# new user



## jeffcorny2 (Dec 23, 2005)

Hi my name is jeffcorny2. I just joined the forum. Wanted to say hi to everyone out there. I plan on smoking 2 boston butts tomorrow for chistmas dinner. I am trying Jeff's recipe, sure sounds good. I will let everyone know how it turns out later. Thanks for the site. I am just getting into smoking meat and have alot to learn.


----------



## Dutch (Dec 24, 2005)

Welcome Jeff, Glad to see you're starting out right in two way, #1) your using Jeff's recipe (I still need to get it) and #2) it's hard to screw up a pork butt.

There is a lot of experience and knowledge in these forums and we'll be glad to help you along the way, all you have to do is shout out.

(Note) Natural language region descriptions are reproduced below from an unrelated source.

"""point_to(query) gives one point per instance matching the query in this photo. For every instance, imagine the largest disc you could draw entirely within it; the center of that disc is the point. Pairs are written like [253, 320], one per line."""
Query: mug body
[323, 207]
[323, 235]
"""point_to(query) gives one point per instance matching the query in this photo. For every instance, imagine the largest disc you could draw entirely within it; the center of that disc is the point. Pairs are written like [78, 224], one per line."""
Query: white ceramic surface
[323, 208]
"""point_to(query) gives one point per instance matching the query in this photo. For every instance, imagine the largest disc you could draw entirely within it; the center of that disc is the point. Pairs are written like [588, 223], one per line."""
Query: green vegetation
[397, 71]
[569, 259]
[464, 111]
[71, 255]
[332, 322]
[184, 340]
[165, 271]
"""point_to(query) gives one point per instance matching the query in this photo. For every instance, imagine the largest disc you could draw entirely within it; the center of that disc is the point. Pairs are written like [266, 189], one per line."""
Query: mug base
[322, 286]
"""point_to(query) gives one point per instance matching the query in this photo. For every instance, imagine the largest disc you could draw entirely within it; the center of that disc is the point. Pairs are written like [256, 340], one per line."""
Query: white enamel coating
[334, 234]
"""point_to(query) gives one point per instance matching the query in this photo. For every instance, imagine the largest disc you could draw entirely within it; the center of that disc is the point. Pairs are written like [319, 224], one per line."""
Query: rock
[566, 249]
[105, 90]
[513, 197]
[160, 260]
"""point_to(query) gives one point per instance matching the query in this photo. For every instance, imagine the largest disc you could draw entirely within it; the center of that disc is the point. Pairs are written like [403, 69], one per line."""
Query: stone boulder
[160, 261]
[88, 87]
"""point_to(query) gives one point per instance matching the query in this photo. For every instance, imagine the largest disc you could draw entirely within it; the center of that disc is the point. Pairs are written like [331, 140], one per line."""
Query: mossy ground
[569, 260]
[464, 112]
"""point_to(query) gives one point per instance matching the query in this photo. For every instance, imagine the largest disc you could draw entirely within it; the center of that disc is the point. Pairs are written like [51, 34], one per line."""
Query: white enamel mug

Good luck with the butts and have a Mery Christmas.


----------



## monty (Dec 25, 2005)

Welcome aboard, Jeffcorny2! there is something here for everyone! "Newbie" and "old hat" alike! There are members you can learn from and members who can learn from you! Welcome to the friendliest and most informative smoking forum on the net!
Monty


----------



## hambone 2005 (Dec 26, 2005)

Hello to all Merry christmas.MY name is Hambone I live in the south.I LoveTo Barbecue all the time someone told about this forums so i had to check it out. I have some good photos of my setup if some one would tell me how to down load my photos.


----------



## mikeold (Dec 27, 2005)

Welcome Jeff,
You've found the right place if you want to learn. I'm getting a piece of beef ready tonight to smoke tomorrow, I accidently found what I think may be a super rub. I gotta try it out. Let us know how the 2 butts turned out that you smoked.

Mike


----------



## mikeold (Dec 27, 2005)

Hey Hambone,

I'd like to welcome you.  I'm anxious to see those pictures.

Mike


----------



## Dutch (Dec 27, 2005)

Welcome Hambone,
I saw your smoker posted, awesome unit.  Welcome to the best Smoking forum on the net. I hope that you'll learn plenty from these forums and I hope that you'll share your ideas and tips.


----------



## jeffcorny2 (Dec 27, 2005)

Hey everyone,

Just wanted to say thanks to everyone who welcomed me aboard your site. I really love this site. I have had it bookmarked for a couple of months and have read a lot of Jeff's articles on smoking. I got brave a few days ago and decided to get into the forum, sure am glad I did. Like I said in my first post I was going to smoke two pork butts for Christmas dinner. Well I did everything the way Jeff explained in his article and they turned out excellent. The meat was so tender and juicy it just fell off the bone. All my family went nuts with their compliments about the meat. I did not have to worry about leftovers because everyone took some home for pulled pork sandwhiches later on. Thanks again for your welcome and excellent site.

jeffcorny2


----------



## bwsmith_2000 (Dec 27, 2005)

Hi Jeffcorney2!
     I've been out of pocket for a while but would like to add my welcome to you even if it is a bit late. Glad to hear that the butts turned out well and hope you have many more great results!! 


Fl. Bill


----------